If you are similar to any other couple, chances are you were married for a couple of years before you decided it was time to have children and expand your family. A decision like this will usually mean that one of the spouses will remain at home with the children.

If this is the case and one of the spouses is at home with the children, they probably have been out of the workforce for a long time. Jumping back into the work field and getting what was previously earned before retirement could be challenging, if not impossible.

Even if both spouses are working outside of the household, there still is a chance that they are relying on one another quite a bit for their daily routine.

Since the children will be at the stage where school, homework, after school activities, extracurricular activities, sports, and hanging out with friends are happening.

Both spouses are actively trading places, trying to regularly shuttle from place-to-place and ensure that their schedules are aligned to achieve this. When it comes to spouses married for ten years, divorce can become disruptive to this daily routine.

Changing all of this at the current moment, especially with children involved, can add another layer of difficulty to the divorce case.

Social security benefits

 

Divorce cases will rarely have any positive news for either spouse. However, when it comes to dealing with Social Security, divorces after 10-years is an exception.

If either of the spouses were married for 10-years or more, they could be eligible to receive social security benefits based on the ex-spouse's earnings. It could also lead to the spouse to receive substantial benefits than if they were to collect on their own.

o become eligible for this substantial benefit, you need to meet these requirements:

  • At an eligible age to receive benefits (age 60 or older)
  • Unmarried at the time you go to collect the benefits
  • The ex-spouse is eligible to receive social security benefits
  • The benefits you receive based on your own earning history will be less than the benefits you would receive if it based on your former spouse's earnings

Now you may be wondering what happens if you are the ex-spouse in this situation?

Does your benefit decrease if your former spouse begins to collect social security benefits based on your earning history? The answer is no!

Your own marital status won’t matter as well. Regardless if you are remarried, divorced, or widowed, your former spouse will still collect off your earnings, with no effect on you or your current spouse.

Dividing assets and liabilities

 

Now that you are going through a divorce, you will have to make a decision on who is going to get what. How this happens all depends on the state you are currently living in. For instance, some states use the principles of equitable distribution, while others may use the principles of community property instead.

However, there is something you should be aware of.

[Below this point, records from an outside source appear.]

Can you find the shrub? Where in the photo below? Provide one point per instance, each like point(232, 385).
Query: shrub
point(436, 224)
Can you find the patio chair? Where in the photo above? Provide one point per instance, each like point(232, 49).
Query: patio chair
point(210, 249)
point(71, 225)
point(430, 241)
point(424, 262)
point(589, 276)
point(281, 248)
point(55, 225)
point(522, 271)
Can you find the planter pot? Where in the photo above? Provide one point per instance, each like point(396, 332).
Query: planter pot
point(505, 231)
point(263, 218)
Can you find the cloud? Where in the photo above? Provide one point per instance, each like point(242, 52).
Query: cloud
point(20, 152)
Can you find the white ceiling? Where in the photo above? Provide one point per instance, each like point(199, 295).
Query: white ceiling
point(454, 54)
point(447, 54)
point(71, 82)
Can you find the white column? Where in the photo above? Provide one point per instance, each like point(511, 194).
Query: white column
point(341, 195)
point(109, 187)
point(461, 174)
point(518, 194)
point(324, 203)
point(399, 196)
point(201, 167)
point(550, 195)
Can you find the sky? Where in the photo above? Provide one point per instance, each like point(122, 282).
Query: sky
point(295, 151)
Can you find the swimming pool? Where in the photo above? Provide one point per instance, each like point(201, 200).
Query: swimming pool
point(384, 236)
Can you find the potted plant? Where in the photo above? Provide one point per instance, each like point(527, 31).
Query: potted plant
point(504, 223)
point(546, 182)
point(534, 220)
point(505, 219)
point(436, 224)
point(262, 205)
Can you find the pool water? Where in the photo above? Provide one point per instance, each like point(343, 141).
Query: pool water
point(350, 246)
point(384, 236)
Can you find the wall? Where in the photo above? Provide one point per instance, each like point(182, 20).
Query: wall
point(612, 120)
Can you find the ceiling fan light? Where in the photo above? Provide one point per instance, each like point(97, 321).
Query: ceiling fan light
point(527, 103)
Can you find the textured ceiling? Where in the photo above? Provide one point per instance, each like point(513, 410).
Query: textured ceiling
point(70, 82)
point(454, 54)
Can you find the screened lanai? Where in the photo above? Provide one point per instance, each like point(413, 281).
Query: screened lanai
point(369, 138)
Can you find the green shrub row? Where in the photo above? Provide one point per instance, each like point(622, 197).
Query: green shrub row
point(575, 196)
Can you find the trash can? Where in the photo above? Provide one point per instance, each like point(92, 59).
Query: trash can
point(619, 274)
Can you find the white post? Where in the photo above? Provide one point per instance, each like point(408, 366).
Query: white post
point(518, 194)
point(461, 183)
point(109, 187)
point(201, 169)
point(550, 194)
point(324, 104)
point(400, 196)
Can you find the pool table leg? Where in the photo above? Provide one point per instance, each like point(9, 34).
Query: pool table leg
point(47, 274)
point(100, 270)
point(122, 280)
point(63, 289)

Regardless if you live in a community property state or equitable distribution state, you and your spouse will still have enough freedom to decide how you will divide your marital assets and debts.

Unfortunately, there are no guidelines set on how assets and liabilities are divided between a couple. The rules merely state that it needs to be fair for both parties.

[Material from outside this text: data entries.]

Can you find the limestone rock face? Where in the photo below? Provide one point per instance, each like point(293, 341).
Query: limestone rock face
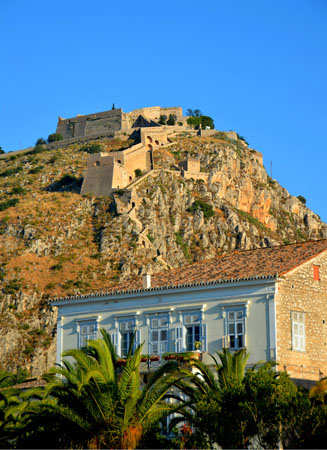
point(55, 242)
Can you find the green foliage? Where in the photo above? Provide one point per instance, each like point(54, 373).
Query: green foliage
point(183, 245)
point(9, 172)
point(92, 402)
point(204, 207)
point(92, 148)
point(171, 120)
point(11, 378)
point(12, 287)
point(36, 170)
point(55, 137)
point(66, 182)
point(36, 150)
point(40, 141)
point(207, 121)
point(302, 199)
point(18, 190)
point(151, 238)
point(8, 204)
point(162, 120)
point(241, 138)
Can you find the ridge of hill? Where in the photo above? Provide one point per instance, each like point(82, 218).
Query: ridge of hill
point(55, 242)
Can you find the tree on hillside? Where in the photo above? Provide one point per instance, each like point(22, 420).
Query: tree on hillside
point(40, 141)
point(54, 137)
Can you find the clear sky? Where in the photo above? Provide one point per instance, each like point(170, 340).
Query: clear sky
point(256, 66)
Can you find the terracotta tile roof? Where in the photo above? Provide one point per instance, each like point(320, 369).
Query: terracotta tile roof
point(236, 266)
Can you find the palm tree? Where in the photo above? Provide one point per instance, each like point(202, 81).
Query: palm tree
point(88, 403)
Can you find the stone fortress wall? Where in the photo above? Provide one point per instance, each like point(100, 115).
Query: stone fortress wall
point(107, 122)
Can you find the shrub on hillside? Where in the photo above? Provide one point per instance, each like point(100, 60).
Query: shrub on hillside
point(302, 199)
point(40, 141)
point(8, 204)
point(93, 148)
point(204, 207)
point(55, 137)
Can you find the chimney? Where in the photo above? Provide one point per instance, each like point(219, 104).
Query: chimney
point(146, 281)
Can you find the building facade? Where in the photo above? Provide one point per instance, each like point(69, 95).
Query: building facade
point(272, 301)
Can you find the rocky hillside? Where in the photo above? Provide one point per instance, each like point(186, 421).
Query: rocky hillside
point(55, 242)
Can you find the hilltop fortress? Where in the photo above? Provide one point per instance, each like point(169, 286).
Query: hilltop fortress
point(115, 120)
point(120, 170)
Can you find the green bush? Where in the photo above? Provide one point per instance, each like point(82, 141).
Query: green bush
point(55, 137)
point(36, 150)
point(204, 207)
point(171, 120)
point(37, 169)
point(162, 120)
point(18, 190)
point(9, 172)
point(93, 148)
point(9, 204)
point(302, 199)
point(40, 141)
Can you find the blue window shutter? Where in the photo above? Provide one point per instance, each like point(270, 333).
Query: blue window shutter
point(204, 337)
point(179, 339)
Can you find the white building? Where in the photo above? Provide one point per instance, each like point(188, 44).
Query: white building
point(251, 299)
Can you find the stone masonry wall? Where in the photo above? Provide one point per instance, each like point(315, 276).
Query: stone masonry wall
point(300, 292)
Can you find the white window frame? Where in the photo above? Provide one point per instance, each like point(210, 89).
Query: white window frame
point(240, 314)
point(298, 330)
point(190, 317)
point(158, 324)
point(124, 324)
point(87, 330)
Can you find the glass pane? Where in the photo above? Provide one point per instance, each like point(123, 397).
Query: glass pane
point(155, 335)
point(163, 335)
point(155, 348)
point(239, 327)
point(163, 322)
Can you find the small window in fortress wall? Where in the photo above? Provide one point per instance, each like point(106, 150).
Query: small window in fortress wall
point(316, 275)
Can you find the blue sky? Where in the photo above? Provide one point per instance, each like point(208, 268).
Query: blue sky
point(258, 67)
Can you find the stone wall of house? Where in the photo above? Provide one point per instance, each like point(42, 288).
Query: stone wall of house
point(300, 292)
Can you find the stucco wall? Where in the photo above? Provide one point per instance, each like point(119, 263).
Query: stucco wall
point(213, 300)
point(300, 292)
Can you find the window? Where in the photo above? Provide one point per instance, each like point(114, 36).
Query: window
point(298, 330)
point(122, 335)
point(236, 328)
point(87, 332)
point(159, 335)
point(316, 275)
point(126, 329)
point(192, 335)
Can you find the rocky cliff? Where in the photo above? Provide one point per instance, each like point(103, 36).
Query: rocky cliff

Although when it comes to divorce cases, what is qualified as fair?

Unfortunately, no one is exactly clear on this critical information. You will not have any guide when it comes to dividing your assets and liabilities nor any clear definition of what's fair. At this point, it comes down to both spouses negotiating what they believe is fair with the assistance of a mediator. The best thing you could do is talk it out and see what will suit both your needs, especially when it comes to specific matters, such as custody of children.

Conclusion

 

Like any other aspect of spousal support, there are plenty of complex factors at work, and each one will vary depending on the situation. Regardless of whether the marriage lasted less than or more than ten years may indeed become a crucial factor in determining your divorce. However, it may not be for the reason you have heard.

The 10-year rule is something that impacts both couples in ways they may not expect, and while spousal support is agreed upon, it won’t last for a lifetime. Hopefully, this article has managed to give you a clear picture of the 10-year rule.